Il Giudice, dott. Massimo Moriconi,
letti gli atti, osserva:
1 . Nella causa epigrafata, avente ad oggetto la richiesta di risarcimento relativa ad un danno subito
dall’attrice L.Z. a seguito di un trattamento estetico per la ricostruzione delle unghie, il giudice, dopo una
breve istruttoria, disponeva la mediazione demandata con ordinanza dell’ 11.5.2015.
Con tale ordinanza il giudice, oltre ad indicare, secondo un modello procedimentale già positivamente
sperimentato in altre cause, i punti sui quali le parti in mediazione avrebbero potuto utilmente dirigere ed
approfondire la discussione con l’ausilio e la fattiva presenza di un mediatore dell’organismo prescelto,
evidenziava (icasticamente, visto che il testo veniva redatto in neretto sottolineato), con significativo
avvertimento, la necessità della effettiva partecipazione delle parti al procedimento di mediazione
demandata (1) , invitando altresì il mediatore a verbalizzare le dichiarazioni delle parti all’esito
dell’introduzione del procedimento da parte dello stesso mediatore, per le valutazioni di competenza da parte
del giudice nel caso la causa fosse proseguita (2) .
Sempre nella medesima ordinanza, il giudice ricordava che “la mancata partecipazione (ovvero l’irrituale
partecipazione) senza giustificato motivo al procedimento di mediazione demandata dal giudice oltre a poter
attingere, secondo una sempre più diffusa interpretazione giurisprudenziale, alla stessa procedibilità della
domanda, è in ogni caso comportamento valutabile nel merito della causa”.
La causa in effetti proseguiva, e nel verbale di mediazione del 6.7.2015, la mediatrice dott.ssa M.R.
dell’Organismo A. di Roma, dava atto che: erano comparsi L.Z. (attrice della presente causa) istante,
assistita dall’avv.

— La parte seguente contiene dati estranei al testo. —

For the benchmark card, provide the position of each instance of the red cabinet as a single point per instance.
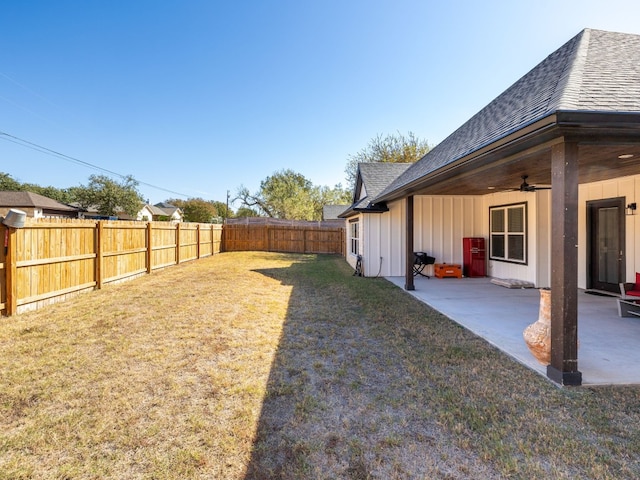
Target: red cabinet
(474, 257)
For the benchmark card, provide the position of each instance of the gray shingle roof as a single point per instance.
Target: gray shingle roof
(374, 178)
(377, 176)
(32, 200)
(595, 71)
(331, 212)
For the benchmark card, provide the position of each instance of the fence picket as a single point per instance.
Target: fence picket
(49, 259)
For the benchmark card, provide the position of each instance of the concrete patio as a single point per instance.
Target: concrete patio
(609, 346)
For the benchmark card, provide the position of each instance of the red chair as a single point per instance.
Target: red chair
(631, 289)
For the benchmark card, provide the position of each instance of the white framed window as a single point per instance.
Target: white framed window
(354, 236)
(508, 227)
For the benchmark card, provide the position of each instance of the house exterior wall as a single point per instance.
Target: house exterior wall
(352, 257)
(537, 269)
(629, 189)
(441, 222)
(385, 237)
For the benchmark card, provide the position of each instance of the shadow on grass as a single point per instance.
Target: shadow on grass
(368, 382)
(343, 400)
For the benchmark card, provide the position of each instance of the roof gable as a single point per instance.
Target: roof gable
(371, 180)
(595, 71)
(32, 200)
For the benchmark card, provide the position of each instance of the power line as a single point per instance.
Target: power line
(53, 153)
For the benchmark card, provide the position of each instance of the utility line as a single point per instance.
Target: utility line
(53, 153)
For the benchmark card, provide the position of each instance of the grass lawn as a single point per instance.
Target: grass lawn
(259, 365)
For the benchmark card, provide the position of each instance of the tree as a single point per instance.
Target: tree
(109, 196)
(243, 212)
(196, 209)
(391, 148)
(328, 196)
(285, 194)
(223, 210)
(8, 183)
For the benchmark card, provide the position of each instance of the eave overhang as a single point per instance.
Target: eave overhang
(527, 150)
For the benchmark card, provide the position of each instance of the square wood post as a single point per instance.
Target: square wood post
(149, 247)
(564, 265)
(178, 244)
(408, 283)
(99, 253)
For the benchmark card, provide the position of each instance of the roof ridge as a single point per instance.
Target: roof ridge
(568, 87)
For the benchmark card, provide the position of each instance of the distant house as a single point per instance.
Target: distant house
(35, 205)
(166, 211)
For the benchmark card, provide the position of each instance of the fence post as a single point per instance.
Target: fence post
(268, 249)
(304, 240)
(198, 241)
(149, 247)
(11, 261)
(99, 253)
(177, 244)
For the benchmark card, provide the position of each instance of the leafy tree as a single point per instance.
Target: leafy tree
(108, 196)
(243, 212)
(9, 184)
(285, 194)
(223, 210)
(391, 148)
(196, 209)
(328, 196)
(202, 211)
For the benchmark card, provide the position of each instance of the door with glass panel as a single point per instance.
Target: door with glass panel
(605, 223)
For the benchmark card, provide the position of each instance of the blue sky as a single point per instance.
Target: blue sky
(200, 97)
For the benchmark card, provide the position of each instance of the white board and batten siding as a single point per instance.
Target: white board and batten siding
(629, 189)
(441, 222)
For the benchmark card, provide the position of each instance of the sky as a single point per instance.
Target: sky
(196, 98)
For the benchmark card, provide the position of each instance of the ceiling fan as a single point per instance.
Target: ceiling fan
(525, 187)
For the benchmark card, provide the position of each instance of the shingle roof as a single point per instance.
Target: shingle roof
(331, 212)
(374, 178)
(32, 200)
(595, 71)
(377, 176)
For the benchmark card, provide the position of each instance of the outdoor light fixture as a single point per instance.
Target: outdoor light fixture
(631, 208)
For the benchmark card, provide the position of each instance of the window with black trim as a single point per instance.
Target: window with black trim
(508, 226)
(354, 236)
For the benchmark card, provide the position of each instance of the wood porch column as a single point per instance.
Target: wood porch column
(564, 265)
(408, 283)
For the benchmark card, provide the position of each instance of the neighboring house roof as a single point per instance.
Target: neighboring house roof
(168, 209)
(331, 212)
(371, 180)
(596, 71)
(157, 210)
(32, 200)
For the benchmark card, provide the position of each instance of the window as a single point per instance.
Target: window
(354, 236)
(509, 233)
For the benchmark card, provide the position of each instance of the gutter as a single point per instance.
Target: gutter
(546, 126)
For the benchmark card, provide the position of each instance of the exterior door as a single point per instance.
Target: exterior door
(605, 220)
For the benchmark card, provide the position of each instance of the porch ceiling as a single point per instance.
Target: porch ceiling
(597, 162)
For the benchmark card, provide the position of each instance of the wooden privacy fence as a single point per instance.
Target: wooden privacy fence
(283, 238)
(47, 260)
(50, 259)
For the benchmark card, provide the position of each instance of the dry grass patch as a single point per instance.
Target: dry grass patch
(260, 366)
(161, 377)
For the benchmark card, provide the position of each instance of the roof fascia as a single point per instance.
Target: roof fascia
(537, 132)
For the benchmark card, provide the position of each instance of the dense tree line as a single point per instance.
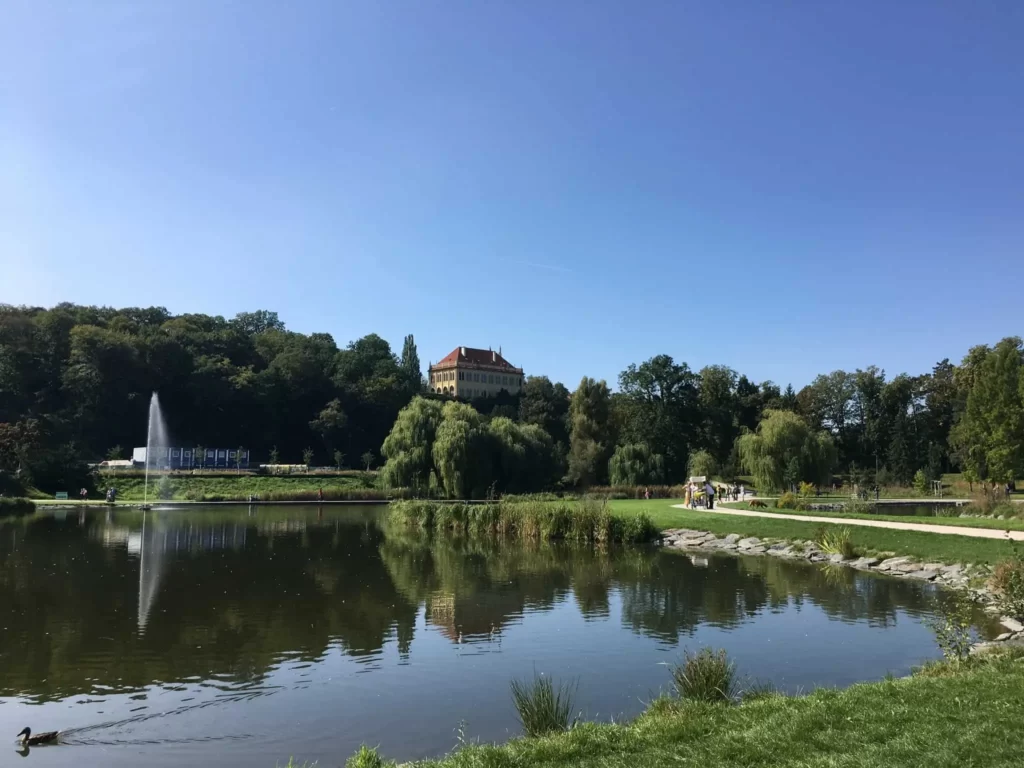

S. R., e V. D. (convenuta nella presente causa) convocata, assistita dall’avv.to M.C.; aveva
illustrato alle parti compiutamente le modalità del procedimento di mediazione; aveva invitato le parti ad
esprimersi sull’interesse (sic, n.d.r.) a proseguire nella procedura di mediazione; la parte attrice aveva
manifestato il proprio assenso all’avvio della procedura di mediazione; la parte convenuta NON manifestava
il proprio assenso all’avvio della procedura di mediazione; ed infine che le parti dichiaravano l’esito negativo
del primo incontro di mediazione, dando atto della volontà delle parti di non dare prosecuzione al
procedimento.
Va premesso che la verbalizzazione ad opera della mediatrice delle suddette dichiarazioni delle parti è
ammissibile e corretta (salvo quell’ “interesse” su cui si dirà in prosieguo). E’ opportuno, a tale proposito,
esporre sinteticamente il quadro normativo in tema di mediazione, riservatezza e verbalizzazione del
mediatore.
Il procedimento di mediazione è improntato alla riservatezza (3) il che sta a significare che al fine di
consentire l’effettiva possibilità delle parti di poter parlare liberamente senza la remora che eventuali
dichiarazioni a sé sfavorevoli possano essere utilizzate nella causa, non si devono verbalizzare (da parte del
mediatore) né possono essere propalate da chiunque (compresi gli avvocati delle parti) tali dichiarazioni che
neppure possono essere oggetto di testimonianza et similia… .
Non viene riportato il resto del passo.